ブラックセサミの株価はIPO(新規株式公開)価格の28香港ドルから20.45香港ドルに下落した。自動車製造の中心地である武漢に本社を置く同社は、この上場で調達した10億香港ドル(約190億円)以上の資金を、今後5年間の研究開発や商業化に充てると述べている。
2016年に設立されたブラックセサミは、これまで自動運転向けのチップを中国のハイテク大手のバイドウや自動車大手の吉利汽車(ジーリー)、国有自動車メーカーの東風汽車集団、ドイツの自動車部品大手ボッシュなどを含む85の国内外の企業に提供している。
ブラックセサミは、昨年6月に完了した最新の資金調達ラウンドで、2億1800万ドルを評価額22億ドルで調達していた。同社は米国のベンチャーキャピタルのNorthern Light Ventureや、中国のシャオミ、テンセント、EVメーカーNIOの投資部門、韓国のSKグループなどの支援を受けている。

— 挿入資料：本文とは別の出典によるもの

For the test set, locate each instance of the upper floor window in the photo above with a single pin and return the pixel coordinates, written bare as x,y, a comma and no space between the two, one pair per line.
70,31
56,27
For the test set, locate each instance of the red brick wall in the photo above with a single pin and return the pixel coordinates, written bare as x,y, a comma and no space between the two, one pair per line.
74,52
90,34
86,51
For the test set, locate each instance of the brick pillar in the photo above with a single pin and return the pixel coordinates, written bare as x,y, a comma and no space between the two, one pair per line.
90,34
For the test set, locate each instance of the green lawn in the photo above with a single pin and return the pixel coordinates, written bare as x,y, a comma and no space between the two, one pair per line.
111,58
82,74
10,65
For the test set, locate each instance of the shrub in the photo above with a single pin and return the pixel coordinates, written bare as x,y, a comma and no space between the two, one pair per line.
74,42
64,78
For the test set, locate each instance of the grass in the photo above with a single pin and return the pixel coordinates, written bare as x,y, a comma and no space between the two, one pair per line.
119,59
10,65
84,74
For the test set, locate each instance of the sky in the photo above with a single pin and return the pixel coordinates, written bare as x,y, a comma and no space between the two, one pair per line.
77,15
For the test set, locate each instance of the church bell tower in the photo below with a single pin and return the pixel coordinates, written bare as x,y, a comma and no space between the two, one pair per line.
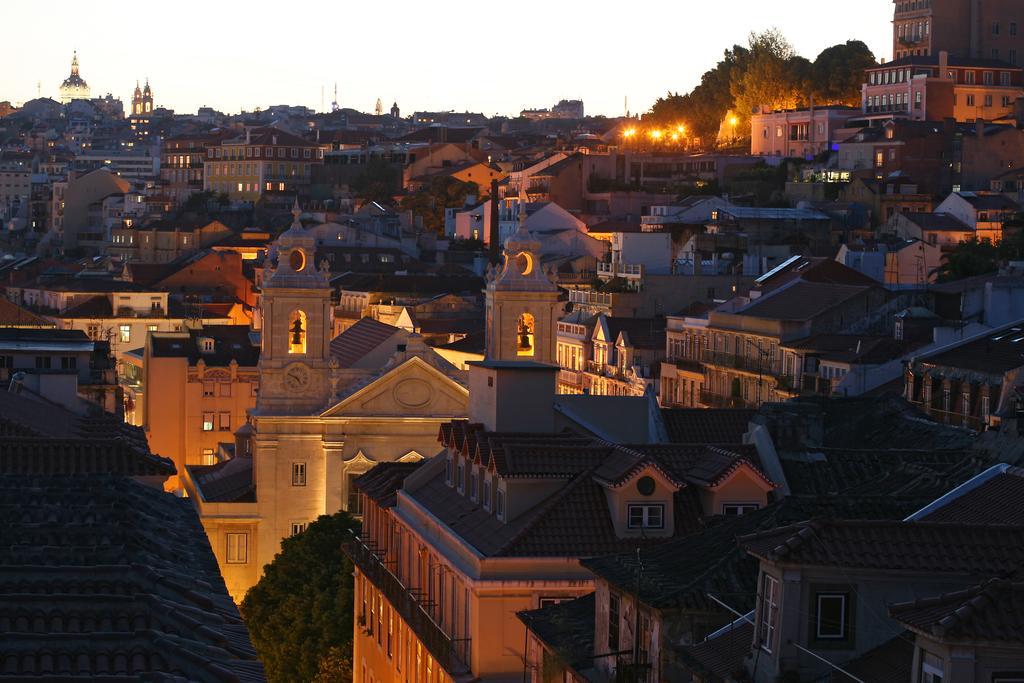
522,303
295,358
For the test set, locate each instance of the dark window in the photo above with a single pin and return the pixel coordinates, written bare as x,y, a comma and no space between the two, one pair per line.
613,609
832,615
354,498
646,516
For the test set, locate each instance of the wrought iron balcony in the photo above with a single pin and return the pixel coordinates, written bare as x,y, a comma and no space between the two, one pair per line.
452,654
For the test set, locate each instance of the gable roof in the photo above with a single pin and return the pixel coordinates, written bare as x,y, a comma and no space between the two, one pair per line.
999,500
565,629
358,340
990,612
381,484
229,481
802,300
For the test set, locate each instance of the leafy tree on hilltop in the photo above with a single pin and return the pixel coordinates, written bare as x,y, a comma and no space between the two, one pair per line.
839,73
441,193
300,613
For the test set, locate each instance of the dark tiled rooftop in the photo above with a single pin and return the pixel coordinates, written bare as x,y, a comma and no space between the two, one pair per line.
352,344
565,629
104,577
691,425
992,612
977,550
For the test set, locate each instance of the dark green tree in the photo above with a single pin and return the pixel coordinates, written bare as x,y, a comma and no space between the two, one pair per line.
300,613
968,259
442,191
839,73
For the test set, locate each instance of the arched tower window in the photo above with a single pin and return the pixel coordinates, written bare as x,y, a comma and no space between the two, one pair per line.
297,332
525,336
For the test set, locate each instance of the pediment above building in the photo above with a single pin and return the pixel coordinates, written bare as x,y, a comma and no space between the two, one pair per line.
414,388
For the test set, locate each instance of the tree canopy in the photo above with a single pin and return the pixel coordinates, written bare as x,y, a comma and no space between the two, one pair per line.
766,74
300,613
442,191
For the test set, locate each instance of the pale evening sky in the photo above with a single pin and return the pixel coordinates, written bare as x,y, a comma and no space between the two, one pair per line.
496,57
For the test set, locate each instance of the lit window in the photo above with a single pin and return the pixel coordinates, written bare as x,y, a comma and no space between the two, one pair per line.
646,515
238,548
736,509
298,474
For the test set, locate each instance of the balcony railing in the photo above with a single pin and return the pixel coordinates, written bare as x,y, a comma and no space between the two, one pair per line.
718,400
951,418
450,653
737,361
628,270
570,377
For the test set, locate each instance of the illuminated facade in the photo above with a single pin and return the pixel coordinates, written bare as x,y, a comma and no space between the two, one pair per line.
74,86
262,162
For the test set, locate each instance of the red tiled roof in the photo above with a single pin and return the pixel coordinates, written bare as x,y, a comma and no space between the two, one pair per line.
992,612
358,340
970,549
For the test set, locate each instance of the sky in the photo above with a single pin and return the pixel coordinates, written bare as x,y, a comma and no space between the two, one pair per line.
495,57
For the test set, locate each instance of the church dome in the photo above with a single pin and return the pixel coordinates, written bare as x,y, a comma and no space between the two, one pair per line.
74,87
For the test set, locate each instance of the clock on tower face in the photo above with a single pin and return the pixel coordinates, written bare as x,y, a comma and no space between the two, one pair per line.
296,377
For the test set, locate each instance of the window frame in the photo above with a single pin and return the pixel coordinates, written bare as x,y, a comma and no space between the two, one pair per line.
644,509
228,555
767,626
299,473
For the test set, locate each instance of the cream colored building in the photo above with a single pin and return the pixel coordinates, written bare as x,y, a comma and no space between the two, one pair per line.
327,412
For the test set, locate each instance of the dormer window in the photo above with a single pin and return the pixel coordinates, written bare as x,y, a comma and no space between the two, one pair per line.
646,515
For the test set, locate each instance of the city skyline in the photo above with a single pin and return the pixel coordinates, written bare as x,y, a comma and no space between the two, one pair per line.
225,72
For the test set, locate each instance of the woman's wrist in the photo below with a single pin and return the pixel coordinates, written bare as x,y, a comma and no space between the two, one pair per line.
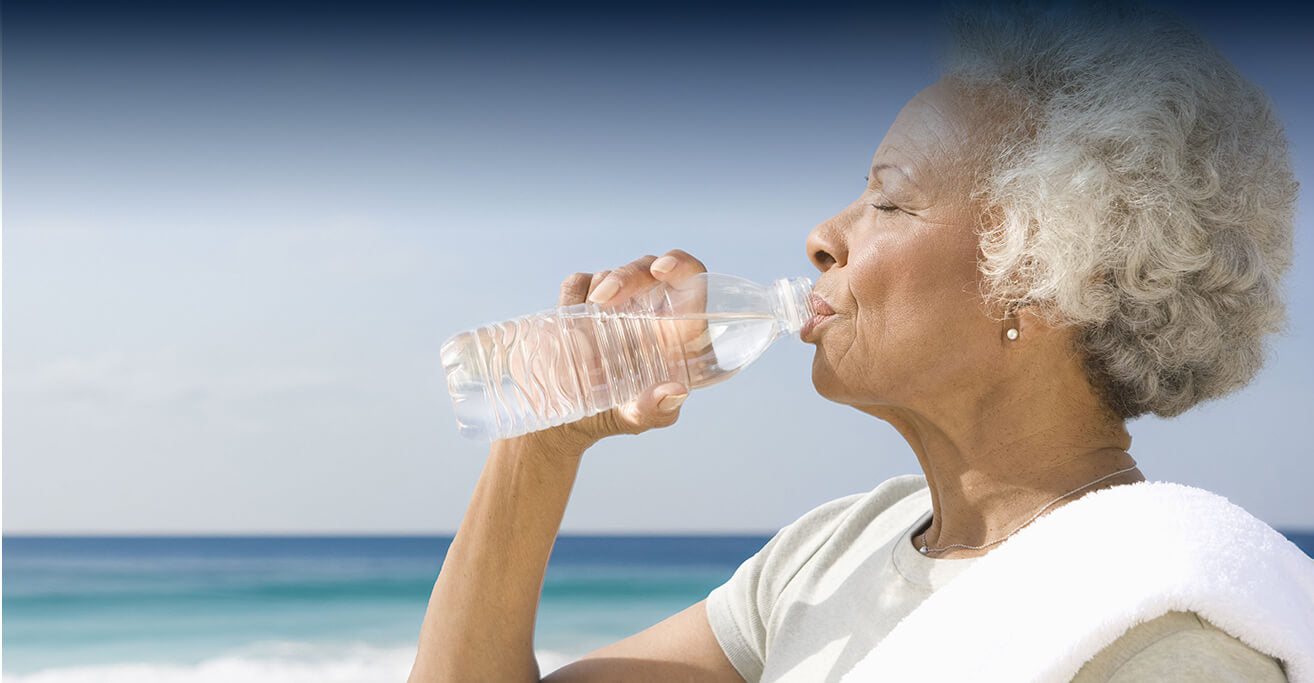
557,443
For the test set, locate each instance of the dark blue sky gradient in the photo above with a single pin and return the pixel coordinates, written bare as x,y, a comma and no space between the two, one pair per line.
237,233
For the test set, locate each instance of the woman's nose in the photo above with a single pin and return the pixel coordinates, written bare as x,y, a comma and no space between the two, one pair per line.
827,244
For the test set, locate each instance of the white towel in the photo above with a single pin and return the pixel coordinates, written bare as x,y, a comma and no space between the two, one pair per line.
1061,590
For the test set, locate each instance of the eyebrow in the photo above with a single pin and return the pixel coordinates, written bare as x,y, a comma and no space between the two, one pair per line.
879,168
903,179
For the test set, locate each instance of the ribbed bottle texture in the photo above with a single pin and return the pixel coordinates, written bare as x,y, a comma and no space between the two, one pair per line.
560,365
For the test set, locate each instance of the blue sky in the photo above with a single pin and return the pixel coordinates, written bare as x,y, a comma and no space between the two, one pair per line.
234,238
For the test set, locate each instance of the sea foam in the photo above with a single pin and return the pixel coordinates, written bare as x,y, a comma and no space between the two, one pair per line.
266,663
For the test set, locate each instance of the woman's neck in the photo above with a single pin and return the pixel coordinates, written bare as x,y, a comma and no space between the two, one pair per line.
996,469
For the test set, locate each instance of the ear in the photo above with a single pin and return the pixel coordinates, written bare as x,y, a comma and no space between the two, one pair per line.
1026,326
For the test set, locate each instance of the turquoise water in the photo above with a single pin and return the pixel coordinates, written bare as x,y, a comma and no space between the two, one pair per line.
318,610
308,608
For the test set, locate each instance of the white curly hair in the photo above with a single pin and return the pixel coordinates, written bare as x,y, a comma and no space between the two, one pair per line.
1145,195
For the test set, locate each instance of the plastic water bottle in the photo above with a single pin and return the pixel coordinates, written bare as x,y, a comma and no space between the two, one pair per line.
563,364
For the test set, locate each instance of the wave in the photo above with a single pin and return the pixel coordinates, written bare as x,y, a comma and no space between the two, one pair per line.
270,662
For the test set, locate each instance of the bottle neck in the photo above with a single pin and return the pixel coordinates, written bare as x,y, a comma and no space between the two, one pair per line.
791,302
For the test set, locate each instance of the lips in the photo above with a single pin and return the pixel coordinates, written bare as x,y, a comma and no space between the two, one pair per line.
821,311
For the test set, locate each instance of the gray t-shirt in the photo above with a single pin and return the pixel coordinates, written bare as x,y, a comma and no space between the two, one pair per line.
827,589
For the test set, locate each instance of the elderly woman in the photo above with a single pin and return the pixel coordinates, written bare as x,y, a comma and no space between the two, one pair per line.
1082,222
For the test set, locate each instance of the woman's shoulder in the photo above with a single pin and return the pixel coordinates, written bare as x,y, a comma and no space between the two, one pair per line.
841,523
898,501
1179,646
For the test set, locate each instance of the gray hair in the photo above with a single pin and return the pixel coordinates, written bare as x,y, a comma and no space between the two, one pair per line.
1143,195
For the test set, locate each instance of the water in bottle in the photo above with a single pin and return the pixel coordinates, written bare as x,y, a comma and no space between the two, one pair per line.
568,363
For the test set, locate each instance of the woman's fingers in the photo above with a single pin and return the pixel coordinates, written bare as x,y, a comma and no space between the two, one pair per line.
676,265
624,281
655,409
574,289
643,273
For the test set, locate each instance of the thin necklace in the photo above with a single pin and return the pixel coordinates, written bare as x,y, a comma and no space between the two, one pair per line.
1001,539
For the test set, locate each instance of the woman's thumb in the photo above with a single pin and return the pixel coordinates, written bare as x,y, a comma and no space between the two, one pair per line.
656,407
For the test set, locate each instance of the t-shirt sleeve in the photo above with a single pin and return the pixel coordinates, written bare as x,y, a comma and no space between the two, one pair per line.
740,610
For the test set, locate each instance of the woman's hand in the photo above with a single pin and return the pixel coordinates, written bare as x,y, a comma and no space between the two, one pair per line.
657,405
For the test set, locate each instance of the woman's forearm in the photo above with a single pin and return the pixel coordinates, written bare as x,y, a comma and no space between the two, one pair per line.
480,619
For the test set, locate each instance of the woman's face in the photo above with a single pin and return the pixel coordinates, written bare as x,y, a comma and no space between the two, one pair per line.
899,268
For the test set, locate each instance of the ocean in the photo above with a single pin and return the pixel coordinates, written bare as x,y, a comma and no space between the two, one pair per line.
252,610
325,610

ブラックセサミの上場は、米国が自動運転車への中国製ソフトウェアの搭載を禁止するという措置に乗り出すタイミングと重なった。ロイターは4日、バイデン政権が自動運転車やコネクテッドカーへの中国製ソフトウエアの搭載禁止を数週間内に提案する見通しだと報じた。これにより中国企業が製造した自動運転車の米国内でのテストも事実上禁止されることになる。
ブラックセサミは、自動運転向けのチップ業界では、比較的小規模なプレイヤーであり、目論見書によれば同社の市場シェアは2.2%という。この分野の競合としては、インテルが支援するイスラエル企業のモービルアイや米国のエヌビディア、テキサス・インスツルメンツ、中国のホライゾン・ロボティクスなどが挙げられる。